NCP is a very powerful protocol as it is the only protocol that mixes file, directory, and application information in an organized and secure way.

ChromeBooks running ChromeOS are wildly popular in K-12 at the moment -- we have many thousands now, with many thousands more ordered.

While Filr and NetStorage provide good access to files from OES to ChromeOS, the rest of the functionality is not available. A webified NCP solution would add a lot of potential functionality to ChromeOS.

Comments

  • Since everybody moves away from NCP and to CIFS/SMB (or to the "cloud" for the matter) I doubt there is any chance this will ever happen. NCP has been tried on both OSX and as a Linux client but both are not developed anymore as this is just too complex to maintain (takes too many resources vs the amount of users). You would be always running behind and catching up case new kernel updates appear breaking the NCP functionality in between. The idea of a Cromebook is that you make use of "cloud-services".

    I think a good set of collaboration clients/apps (like Filr) add a lot more value for users as a frond-end for (web)services in the "cloud" (your DC). Maybe you really want to open files over CIFS/SMB (assuming a Chromebook is able to do that) a solution could be that if a user with a Chromebook is on-site and the Filr App could "see" that a file can be opened directly over CIFS/SMB vs downloading a copy over HTTP. That would even work on a Windows desktop with Novell client opening the file then over NCP or SMB/CIFS running DSFW/NSS-for-AD. This is functionality that has been talked about in the past but is not really on the Filr radar at this point.

    I think MF would argue Filr is the Webified version of NCP and more, as it provides access to multiple store backends with a single client.

  • The beauty of NCP is that it handles much more than file sharing--it is a full toolbox in a single protocol.
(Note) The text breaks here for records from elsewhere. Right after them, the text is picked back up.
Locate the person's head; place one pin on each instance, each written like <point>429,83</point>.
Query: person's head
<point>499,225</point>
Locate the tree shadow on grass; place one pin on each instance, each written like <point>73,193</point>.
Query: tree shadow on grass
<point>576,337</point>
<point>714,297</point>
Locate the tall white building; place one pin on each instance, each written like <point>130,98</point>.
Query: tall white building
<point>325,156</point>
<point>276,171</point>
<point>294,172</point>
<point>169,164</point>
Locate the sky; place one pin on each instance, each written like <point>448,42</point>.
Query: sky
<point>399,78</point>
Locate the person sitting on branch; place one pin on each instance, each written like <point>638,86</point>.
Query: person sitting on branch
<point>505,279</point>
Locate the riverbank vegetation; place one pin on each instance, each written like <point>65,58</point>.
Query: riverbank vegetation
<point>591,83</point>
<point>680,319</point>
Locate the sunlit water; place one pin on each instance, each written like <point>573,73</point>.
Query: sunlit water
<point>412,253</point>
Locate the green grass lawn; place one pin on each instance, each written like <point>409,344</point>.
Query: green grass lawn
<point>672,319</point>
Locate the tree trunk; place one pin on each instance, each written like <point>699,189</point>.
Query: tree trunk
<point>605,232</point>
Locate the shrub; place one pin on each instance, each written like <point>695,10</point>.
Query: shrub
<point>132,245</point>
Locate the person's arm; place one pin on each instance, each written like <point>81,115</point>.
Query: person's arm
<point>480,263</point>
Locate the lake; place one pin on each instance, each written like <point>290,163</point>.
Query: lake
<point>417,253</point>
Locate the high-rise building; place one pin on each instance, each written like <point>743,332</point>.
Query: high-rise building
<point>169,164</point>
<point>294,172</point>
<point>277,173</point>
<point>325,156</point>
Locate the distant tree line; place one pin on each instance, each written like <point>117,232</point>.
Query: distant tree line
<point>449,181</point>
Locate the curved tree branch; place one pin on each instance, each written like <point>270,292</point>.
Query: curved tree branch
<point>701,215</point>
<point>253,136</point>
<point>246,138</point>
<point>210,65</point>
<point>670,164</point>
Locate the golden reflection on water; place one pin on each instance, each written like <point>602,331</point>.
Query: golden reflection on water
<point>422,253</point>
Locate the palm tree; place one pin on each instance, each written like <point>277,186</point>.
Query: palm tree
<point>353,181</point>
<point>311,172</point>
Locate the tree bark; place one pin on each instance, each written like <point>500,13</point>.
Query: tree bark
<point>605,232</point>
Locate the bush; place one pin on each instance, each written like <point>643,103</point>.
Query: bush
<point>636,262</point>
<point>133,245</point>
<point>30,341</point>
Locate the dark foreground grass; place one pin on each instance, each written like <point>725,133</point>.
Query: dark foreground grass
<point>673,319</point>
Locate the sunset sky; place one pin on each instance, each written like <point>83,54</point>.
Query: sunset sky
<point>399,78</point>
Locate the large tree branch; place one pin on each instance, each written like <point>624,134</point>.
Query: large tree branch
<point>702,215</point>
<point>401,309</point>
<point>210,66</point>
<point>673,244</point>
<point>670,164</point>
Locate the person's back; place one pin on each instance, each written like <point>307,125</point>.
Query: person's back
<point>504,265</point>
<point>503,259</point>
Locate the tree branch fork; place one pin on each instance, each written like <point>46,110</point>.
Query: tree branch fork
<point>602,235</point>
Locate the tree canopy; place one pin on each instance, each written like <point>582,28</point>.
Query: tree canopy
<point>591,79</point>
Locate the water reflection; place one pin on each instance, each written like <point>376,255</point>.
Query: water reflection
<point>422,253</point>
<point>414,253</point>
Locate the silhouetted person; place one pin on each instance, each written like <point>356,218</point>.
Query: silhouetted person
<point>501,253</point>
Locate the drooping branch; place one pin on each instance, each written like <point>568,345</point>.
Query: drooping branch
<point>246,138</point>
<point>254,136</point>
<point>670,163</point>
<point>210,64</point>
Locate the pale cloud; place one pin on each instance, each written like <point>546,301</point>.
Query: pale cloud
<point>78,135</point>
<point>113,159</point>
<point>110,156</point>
Filr only does file sharing. The architecture of Filr is much more (needlessly) complex than the architecture of NCP. Filr's functionality can be trivially copied by competition, but NCP cannot. If MF thinks that Filr is the webified version of NCP, it only indicates that they do not understand NCP. If I wanted horrible Javascript-based file sharing, there are a variety of free solutions that are much more effective than Filr.

    NCP allows a client to combine multiple client/server operations into a single, efficient connection. It provides not only authentication and authorization but also full directory information and the ability to ask the server to perform work on its behalf. This is a very powerful combination.

    A MF file-sharing solution with NCP has no reason to exist.

  • Correction: A MF file-sharing solution WITHOUT NCP has no reason to exist.